19 OCTUBRE - Esta mañana he reflexionado hasta que me ha parecido que puedo llegar a ver claro en todo esto si trato de escribir... en qué punto estoy.

Desde que he llegado a París me encuentro muy mal, tan mal como antes. La verdad es que ayer creí que me moría. No es imaginación. Mi corazón está agotado y siente tal agobio que lo único que puedo hacer es andar hasta el taxi y del taxi a casa. Me levanto a las doce y me vuelvo a acostar a las cinco y media. A ratos intento trabajar, pero ya pasaron aquellos tiempos. No puedo trabajar. Desde el mes de abril, prácticamente no he hecho nada. Pero, ¿por qué? Porque si el tratamiento de M. ha mejorado el estado de mí sangre, me ha dado buen aspecto y ha obtenido un buen resultado sobre mis pulmones, no ha mejorado ni un ápice mi corazón; y el mejoramiento aquel lo he conseguido solamente viviendo en el hotel la vida de un cadáver.

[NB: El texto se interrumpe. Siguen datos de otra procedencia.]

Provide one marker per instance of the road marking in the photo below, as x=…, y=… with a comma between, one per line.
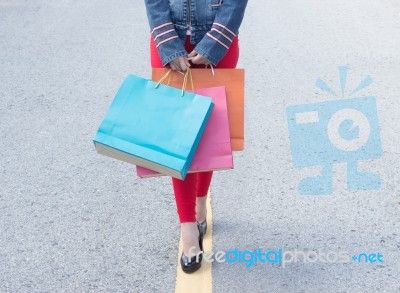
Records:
x=201, y=280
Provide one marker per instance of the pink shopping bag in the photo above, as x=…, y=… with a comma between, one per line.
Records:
x=214, y=151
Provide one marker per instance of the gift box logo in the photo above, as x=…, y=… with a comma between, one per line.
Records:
x=343, y=130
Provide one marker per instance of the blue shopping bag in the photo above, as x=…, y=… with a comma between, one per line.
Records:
x=153, y=126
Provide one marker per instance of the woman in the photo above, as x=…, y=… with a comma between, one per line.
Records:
x=194, y=33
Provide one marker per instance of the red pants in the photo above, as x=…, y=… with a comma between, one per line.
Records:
x=195, y=184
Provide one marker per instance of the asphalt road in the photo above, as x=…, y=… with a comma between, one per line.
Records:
x=72, y=220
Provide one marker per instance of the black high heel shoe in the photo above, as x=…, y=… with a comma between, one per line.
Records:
x=195, y=262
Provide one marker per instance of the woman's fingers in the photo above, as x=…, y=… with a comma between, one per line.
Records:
x=198, y=59
x=180, y=64
x=192, y=54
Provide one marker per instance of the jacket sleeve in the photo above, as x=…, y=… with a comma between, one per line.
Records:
x=225, y=28
x=163, y=32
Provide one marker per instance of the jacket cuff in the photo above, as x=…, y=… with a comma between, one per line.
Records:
x=215, y=43
x=168, y=43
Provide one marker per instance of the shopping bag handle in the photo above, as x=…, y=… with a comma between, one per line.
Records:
x=170, y=73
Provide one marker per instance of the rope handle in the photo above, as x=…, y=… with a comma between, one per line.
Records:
x=170, y=73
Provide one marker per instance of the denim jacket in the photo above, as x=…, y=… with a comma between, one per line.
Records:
x=213, y=24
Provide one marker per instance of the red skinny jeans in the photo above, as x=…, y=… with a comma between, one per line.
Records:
x=195, y=184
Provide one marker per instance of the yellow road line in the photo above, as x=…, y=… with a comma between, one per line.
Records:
x=201, y=280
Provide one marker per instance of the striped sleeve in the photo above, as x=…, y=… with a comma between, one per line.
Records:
x=163, y=32
x=225, y=28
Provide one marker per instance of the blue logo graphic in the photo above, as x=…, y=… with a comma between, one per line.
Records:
x=343, y=130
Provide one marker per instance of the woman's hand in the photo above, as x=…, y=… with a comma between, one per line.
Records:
x=196, y=58
x=180, y=64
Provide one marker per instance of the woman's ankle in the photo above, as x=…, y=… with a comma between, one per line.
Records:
x=201, y=208
x=190, y=238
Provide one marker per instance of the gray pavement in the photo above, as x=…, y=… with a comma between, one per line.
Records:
x=74, y=221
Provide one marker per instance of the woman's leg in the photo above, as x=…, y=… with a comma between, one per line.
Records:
x=195, y=185
x=202, y=186
x=185, y=198
x=230, y=60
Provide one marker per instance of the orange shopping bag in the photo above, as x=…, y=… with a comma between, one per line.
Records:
x=233, y=80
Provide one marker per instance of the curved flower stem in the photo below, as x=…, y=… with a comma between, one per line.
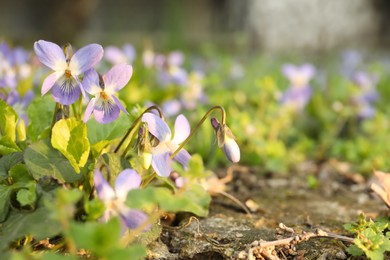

Mi espíritu está medio muerto. La fuente de mi vida ha menguado tanto que está casi seca. Todos los progresos de mi salud no son más que ficción, comedia. ¿En qué consiste? ¿Puedo hacer algo con mis manos o con mi cuerpo? Nada absolutamente. Soy una enferma completamente imposibilitada. ¿Qué es mi vida? Es la existencia de un parásito. Y ahora ya han pasado cinco años y estoy atada más estrechamente que nunca.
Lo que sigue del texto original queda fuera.